Statistical analysis was performed using the GraphPad Prism 7.02 software. Student's t-test (two-tailed, unpaired) was performed for pair-wise comparisons. Multiple comparison procedures were performed with one-way ANOVA test (two tailed), as appropriate for normally distributed data (normal distribution was tested using χ2 goodness of fit). The alpha level is taken as 0.05. Errors where shown are standard deviations (s.d.). Sample sizes of at least n=3 were used for all analyses, except where indicated. Where plotted, averages shown are means. For all analyses, n represents the number of independent biological experiments. No statistical method was used to predetermine sample size, the experiments were not randomized and the investigators were not blinded to allocation during experiments and outcome assessment. There were no limitations to repeatability of the experiments. No samples were excluded from the analysis, except for a small number of extreme outliers related to the flow cytometric analysis of fetal dnMAML thymi; these omissions are noted in the relevant figure legends. Graphs were prepared using the PlotsofData App (Postma and Goedhart, 2019) and R package ggplot (Wickham, 2016).
We thank C. Cryer and F. Rossi (CRM, University of Edinburgh), and R. Bedel, A. Ribeiro and A. Wilson (FCF UNIL, Lausanne) for cell sorting; and the Biomed Unit staff for animal care.
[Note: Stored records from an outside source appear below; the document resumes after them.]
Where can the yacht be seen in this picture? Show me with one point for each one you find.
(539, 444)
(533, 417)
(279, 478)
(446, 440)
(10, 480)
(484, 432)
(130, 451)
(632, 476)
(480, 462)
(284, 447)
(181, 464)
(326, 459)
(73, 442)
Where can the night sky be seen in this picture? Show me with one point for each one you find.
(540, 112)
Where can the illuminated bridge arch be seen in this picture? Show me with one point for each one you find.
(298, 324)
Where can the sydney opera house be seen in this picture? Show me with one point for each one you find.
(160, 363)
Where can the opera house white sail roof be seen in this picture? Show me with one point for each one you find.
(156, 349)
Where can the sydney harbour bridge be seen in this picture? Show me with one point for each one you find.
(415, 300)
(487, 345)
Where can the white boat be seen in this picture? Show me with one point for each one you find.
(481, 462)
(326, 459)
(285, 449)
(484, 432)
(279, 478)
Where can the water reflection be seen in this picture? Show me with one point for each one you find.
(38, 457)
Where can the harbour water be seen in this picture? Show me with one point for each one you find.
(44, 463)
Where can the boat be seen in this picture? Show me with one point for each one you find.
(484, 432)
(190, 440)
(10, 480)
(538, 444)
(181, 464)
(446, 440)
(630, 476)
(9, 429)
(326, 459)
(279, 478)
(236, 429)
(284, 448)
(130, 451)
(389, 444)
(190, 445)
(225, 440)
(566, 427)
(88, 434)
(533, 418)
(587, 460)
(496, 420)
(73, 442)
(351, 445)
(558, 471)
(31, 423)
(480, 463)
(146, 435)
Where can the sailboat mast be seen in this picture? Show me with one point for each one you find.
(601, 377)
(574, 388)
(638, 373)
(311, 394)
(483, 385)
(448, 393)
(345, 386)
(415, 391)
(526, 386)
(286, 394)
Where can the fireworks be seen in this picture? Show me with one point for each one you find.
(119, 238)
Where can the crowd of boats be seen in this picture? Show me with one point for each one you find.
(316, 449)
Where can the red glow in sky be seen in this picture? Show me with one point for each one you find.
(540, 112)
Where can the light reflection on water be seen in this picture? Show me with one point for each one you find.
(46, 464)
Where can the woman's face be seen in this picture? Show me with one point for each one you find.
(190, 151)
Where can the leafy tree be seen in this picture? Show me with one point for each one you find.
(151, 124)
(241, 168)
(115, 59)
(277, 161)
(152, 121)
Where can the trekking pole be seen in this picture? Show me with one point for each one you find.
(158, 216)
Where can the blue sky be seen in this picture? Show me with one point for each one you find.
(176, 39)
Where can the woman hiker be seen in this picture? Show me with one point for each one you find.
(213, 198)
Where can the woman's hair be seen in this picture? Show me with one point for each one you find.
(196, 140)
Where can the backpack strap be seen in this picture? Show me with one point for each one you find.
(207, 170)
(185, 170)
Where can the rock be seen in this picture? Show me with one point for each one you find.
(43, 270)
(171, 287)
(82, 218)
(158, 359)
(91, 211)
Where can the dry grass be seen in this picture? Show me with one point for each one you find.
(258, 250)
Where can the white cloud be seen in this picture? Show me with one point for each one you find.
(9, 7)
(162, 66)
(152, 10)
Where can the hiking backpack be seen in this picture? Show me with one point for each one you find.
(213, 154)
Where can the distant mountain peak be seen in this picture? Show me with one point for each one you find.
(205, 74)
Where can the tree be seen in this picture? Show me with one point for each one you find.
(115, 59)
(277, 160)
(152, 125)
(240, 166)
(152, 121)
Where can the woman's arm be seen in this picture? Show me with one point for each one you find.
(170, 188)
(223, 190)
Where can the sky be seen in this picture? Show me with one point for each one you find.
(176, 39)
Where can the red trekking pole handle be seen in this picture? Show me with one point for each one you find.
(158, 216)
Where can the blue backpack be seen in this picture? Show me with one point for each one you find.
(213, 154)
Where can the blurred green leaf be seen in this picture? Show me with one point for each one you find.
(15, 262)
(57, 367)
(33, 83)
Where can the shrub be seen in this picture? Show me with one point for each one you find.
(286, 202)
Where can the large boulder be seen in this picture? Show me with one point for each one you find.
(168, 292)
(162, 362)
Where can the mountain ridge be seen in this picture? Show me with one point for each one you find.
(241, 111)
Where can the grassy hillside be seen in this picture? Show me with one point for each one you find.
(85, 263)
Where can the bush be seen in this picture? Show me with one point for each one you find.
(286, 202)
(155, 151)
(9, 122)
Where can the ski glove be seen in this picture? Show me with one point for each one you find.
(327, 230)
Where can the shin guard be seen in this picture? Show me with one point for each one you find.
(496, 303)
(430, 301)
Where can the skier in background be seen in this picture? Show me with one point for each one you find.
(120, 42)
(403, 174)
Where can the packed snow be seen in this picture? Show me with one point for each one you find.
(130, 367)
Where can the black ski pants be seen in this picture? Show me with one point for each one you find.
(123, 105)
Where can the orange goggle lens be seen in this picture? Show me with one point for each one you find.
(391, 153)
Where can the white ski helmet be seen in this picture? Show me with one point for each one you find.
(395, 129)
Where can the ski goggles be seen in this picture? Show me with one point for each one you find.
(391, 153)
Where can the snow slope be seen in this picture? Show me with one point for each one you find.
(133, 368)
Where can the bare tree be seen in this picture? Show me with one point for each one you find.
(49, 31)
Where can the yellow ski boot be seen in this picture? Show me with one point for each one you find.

Conceptualization: D.L., A.I.K., K.E.O., A.M.F., S.R.T., P.S., C.C.B.; Methodology: D.L., A.I.K., K.E.O., P.R., A.M.F., S.R.T., S.U., P.A.S., P.S., U.K., F.R., C.C.B.; Validation: D.L., A.I.K., P.R., A.M.F., S.R.T.; Formal analysis: D.L., A.I.K., K.E.O., P.R., M.P., S.R.T.; Investigation: D.L., A.I.K., K.E.O., P.R., M.P., A.M.F., S.R.T., S.U., P.A.S., P.S., M.C.J., U.K.; Resources: F.G., S.R.T., P.A.S., P.S., M.C.J., U.K., F.R., C.C.B.; Data curation: D.L., A.I.K., S.R.T.; Writing - original draft: D.L., A.I.K., C.C.B.; Writing - review & editing: D.L., A.I.K., P.R., F.G., S.R.T., S.U., P.S., U.K., F.R., C.C.B.; Visualization: D.L., A.I.K., P.R., S.R.T., C.C.B.; Supervision: K.E.O., A.M.F., S.R.T., P.S., F.R., C.C.B.; Project administration: C.C.B.; Funding acquisition: C.C.B.
The research leading to these results received funding from the School of Biological Sciences, University of Edinburgh (D.L.); the Medical Research Council (C.C.B.); the Biotechnology and Biological Sciences Research Council (BB/H021183/1BBSRC to C.C.B.); the European Union Seventh Framework Programme (FP7/2007-2013) collaborative projects EuroSyStem (200720 to C.C.B., F.R. and S.R.T.), OptiStem (223098 to C.C.B. and F.R.) and ThymiStem (602587 to C.C.B., and S.R.T.); and the Wellcome Trust (211944/Z/18/Z to C.C.B.). Open access funding provided by the University of Edinburgh. Deposited in PMC for immediate release.
RNAseq data have been deposited in GEO under accession number GSE100314.
The authors declare no competing or financial interests.